Another difficult part of teaching with a mask on is speaking clearly. To remedy this, many teachers with whom I work purchased microphones early on in the pandemic so that students could hear them better. While I did not do this myself (I have a fairly loud voice already), I saw how helpful it was for teachers who were tired of straining their voices.
So when the official citywide school mask mandate was on Monday, March 7th,, I was surprised to see most of my homeroom students were still wearing their masks when they entered my classroom (albeit many still wearing it incorrectly). I wondered if they had forgotten. Then, my principal, Ms. J., made an announcement on the loudspeaker about masks being optional and the importance of respecting one another’s personal decision whether to wear or to forgo a mask.
I looked around the classroom to see if any students had a reaction to her announcement. Would there be a dramatic gesture of some sort? Students peeling their masks off their faces and stomping on them? An excited stampede to the garbage can to toss away their facial coverings? To my surprise, there was barely an acknowledgement of my principal’s speech.
As the day pressed on, I took note of how many students were maskless. I would guess that out of an average class of 18 students, only four or five students opted to pass on the mask. At one point, I even heard a student admonish another for not wearing her mask: “Yo! Pull your mask up!” (though in retrospect ,this was probably his way of asking his peer to stop talking and to leave him alone– ahh, seventh-grade drama!).
By Friday, not much had changed. Most students were still donning their masks.
Now, I have some theories as to why so many students are reluctant to ditch their facial coverings. To start, many of my students live with older or immuno-compromised family members. I figure they may still be worried about getting a loved one sick.
There are also many students in my urban school who are not vaccinated. While I am not privy to these numbers, I have overheard many conversations between students who have expressed their hesitation to get vaccinated (or more accurately, their parents’ or guardians' hesitation to vaccinate them). In one such conversation, a student mentioned the United States’ troubling history of medical racism and explained that this contributed to her fear of the vaccine.

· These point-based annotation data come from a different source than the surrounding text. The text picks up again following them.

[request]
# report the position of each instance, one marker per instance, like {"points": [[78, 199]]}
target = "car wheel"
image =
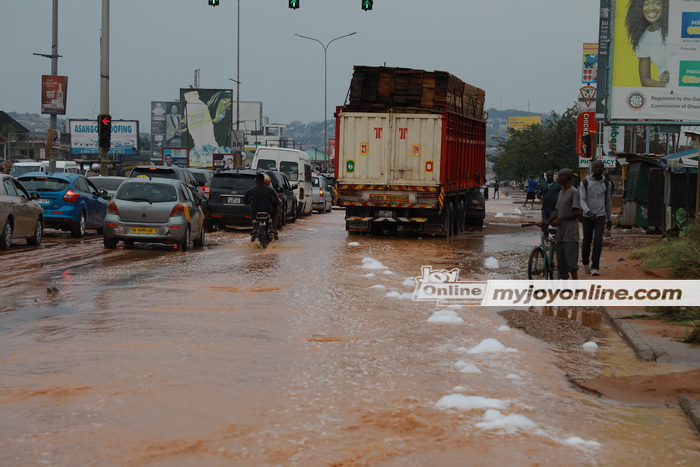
{"points": [[35, 239], [199, 243], [78, 229], [185, 243], [6, 238]]}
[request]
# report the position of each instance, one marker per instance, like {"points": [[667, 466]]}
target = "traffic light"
{"points": [[104, 130]]}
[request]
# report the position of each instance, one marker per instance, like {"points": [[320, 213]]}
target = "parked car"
{"points": [[70, 201], [109, 184], [168, 171], [20, 215], [228, 187], [203, 178], [154, 210], [322, 195]]}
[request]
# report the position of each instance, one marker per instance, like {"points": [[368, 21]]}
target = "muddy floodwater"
{"points": [[296, 355]]}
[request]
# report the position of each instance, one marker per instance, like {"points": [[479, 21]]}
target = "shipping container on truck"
{"points": [[418, 165]]}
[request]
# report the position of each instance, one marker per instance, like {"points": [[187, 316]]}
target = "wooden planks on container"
{"points": [[380, 89]]}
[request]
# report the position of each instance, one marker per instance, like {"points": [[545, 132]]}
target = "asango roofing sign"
{"points": [[83, 137]]}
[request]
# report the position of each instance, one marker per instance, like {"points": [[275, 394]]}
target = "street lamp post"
{"points": [[325, 87]]}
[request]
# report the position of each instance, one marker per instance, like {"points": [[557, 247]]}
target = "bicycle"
{"points": [[542, 261]]}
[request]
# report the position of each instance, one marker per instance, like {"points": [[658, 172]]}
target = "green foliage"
{"points": [[681, 255], [538, 148]]}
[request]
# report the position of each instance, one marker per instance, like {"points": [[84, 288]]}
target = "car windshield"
{"points": [[106, 183], [291, 169], [201, 178], [18, 170], [267, 164], [152, 192], [44, 184], [233, 182]]}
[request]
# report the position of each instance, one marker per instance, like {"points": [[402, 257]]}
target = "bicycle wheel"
{"points": [[536, 267]]}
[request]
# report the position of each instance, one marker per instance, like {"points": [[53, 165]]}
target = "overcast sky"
{"points": [[524, 54]]}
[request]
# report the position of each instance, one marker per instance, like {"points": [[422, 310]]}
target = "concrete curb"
{"points": [[631, 336], [691, 408]]}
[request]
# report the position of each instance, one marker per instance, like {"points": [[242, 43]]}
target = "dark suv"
{"points": [[226, 197]]}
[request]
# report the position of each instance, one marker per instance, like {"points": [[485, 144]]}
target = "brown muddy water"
{"points": [[232, 355]]}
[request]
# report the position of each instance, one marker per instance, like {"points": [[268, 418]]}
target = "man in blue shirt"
{"points": [[531, 185]]}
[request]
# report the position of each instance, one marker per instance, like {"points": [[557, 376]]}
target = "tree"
{"points": [[538, 148]]}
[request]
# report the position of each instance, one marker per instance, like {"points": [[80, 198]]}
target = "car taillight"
{"points": [[112, 208], [179, 208], [71, 196]]}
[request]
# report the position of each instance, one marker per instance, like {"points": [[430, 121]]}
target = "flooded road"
{"points": [[297, 355]]}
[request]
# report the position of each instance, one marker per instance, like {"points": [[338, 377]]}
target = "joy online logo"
{"points": [[445, 287]]}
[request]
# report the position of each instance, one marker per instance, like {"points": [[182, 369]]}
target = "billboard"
{"points": [[519, 123], [166, 126], [206, 128], [84, 139], [590, 63], [655, 61], [54, 90]]}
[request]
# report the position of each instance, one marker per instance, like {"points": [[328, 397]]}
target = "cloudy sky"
{"points": [[524, 54]]}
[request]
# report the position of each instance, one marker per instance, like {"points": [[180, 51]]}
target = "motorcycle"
{"points": [[261, 229]]}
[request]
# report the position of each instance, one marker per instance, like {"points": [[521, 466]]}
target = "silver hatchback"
{"points": [[154, 210]]}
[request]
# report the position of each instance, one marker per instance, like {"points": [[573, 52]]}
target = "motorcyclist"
{"points": [[263, 198]]}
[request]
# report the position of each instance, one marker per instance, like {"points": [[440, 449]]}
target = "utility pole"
{"points": [[54, 71], [104, 80]]}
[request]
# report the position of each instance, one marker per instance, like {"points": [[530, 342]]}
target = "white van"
{"points": [[21, 168], [294, 164]]}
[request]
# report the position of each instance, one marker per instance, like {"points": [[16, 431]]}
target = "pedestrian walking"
{"points": [[566, 219], [596, 206], [531, 185], [548, 192]]}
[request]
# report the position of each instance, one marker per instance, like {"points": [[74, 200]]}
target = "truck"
{"points": [[411, 152]]}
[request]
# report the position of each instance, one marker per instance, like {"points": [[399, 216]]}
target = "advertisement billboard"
{"points": [[590, 63], [84, 139], [519, 123], [655, 61], [206, 128], [54, 90]]}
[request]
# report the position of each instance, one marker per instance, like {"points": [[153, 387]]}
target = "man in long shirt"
{"points": [[596, 205]]}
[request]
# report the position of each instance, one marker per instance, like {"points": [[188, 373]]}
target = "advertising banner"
{"points": [[519, 123], [166, 126], [655, 61], [54, 90], [179, 157], [207, 124], [585, 124], [84, 139], [590, 63], [613, 139]]}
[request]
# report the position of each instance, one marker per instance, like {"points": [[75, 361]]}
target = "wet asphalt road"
{"points": [[232, 355]]}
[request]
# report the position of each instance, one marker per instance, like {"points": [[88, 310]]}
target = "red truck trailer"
{"points": [[411, 162]]}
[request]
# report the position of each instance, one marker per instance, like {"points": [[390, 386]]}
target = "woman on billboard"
{"points": [[647, 27]]}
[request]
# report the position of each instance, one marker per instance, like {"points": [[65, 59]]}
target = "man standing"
{"points": [[548, 192], [566, 218], [531, 185], [596, 204]]}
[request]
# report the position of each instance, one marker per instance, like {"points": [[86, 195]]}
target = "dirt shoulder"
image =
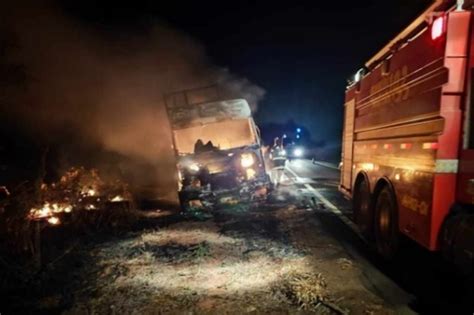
{"points": [[274, 258]]}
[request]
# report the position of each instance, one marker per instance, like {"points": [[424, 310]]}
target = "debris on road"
{"points": [[272, 258]]}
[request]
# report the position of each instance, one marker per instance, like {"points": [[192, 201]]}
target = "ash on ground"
{"points": [[272, 258]]}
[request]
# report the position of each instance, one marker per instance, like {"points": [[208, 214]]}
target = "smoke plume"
{"points": [[89, 89]]}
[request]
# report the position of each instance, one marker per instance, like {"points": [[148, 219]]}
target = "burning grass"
{"points": [[78, 190], [79, 201]]}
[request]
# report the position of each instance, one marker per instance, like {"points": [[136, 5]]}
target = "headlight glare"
{"points": [[247, 160], [298, 152], [194, 167]]}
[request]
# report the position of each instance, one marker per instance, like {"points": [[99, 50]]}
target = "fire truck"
{"points": [[408, 138]]}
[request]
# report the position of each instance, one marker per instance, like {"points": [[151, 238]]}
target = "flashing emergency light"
{"points": [[438, 27]]}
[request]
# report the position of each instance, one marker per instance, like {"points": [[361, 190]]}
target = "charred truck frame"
{"points": [[217, 148], [408, 139]]}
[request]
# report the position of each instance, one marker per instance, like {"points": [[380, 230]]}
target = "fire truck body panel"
{"points": [[403, 127]]}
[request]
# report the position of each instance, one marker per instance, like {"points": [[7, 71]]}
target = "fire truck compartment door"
{"points": [[347, 149]]}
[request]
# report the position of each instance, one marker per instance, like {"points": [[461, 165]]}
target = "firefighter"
{"points": [[278, 160]]}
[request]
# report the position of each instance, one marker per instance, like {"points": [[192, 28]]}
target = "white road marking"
{"points": [[385, 286], [329, 205]]}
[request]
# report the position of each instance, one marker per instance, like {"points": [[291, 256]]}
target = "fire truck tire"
{"points": [[387, 236], [361, 206]]}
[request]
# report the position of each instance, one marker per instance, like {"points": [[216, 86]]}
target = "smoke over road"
{"points": [[87, 88]]}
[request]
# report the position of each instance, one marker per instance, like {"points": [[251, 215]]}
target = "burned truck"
{"points": [[217, 147]]}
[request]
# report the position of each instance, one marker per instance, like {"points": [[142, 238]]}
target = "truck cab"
{"points": [[217, 148]]}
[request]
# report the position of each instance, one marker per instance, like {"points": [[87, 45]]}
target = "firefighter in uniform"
{"points": [[278, 160]]}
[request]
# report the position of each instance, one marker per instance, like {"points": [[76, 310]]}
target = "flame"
{"points": [[91, 207], [54, 221], [250, 172], [117, 198], [48, 209]]}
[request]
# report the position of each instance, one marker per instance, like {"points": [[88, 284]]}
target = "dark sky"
{"points": [[300, 52]]}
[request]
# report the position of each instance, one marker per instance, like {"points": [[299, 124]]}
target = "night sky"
{"points": [[300, 52]]}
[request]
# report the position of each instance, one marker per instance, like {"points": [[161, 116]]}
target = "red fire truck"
{"points": [[408, 139]]}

Other students take issue with the fact that the vaccine is mandated by the government.
Because the vaccine is so politicized, though, I cannot encourage my students to get vaccinated, I can only ‘strongly suggest’ it.
I have another theory as to why so many students are leaving their masks on: they are young and impressionable and the past two years have seriously imprinted them in a way that is not easily shaken off. They are so used to wearing their masks that it is almost as if these pieces of cloth have become a protective layer of sorts– a thin barrier that helps them to maintain some sense of privacy and protection in such a tumultuous world.
Then again, some are probably just looking to see what their classmates will do. Maybe once more masks come off, others will follow. This is seventh grade after all.
Carly Mitchell (a pseudonym) is a public-school teacher in Brooklyn N.Y. who loves to learn, to educate, and to expose the hypocrisy of New York City politicians.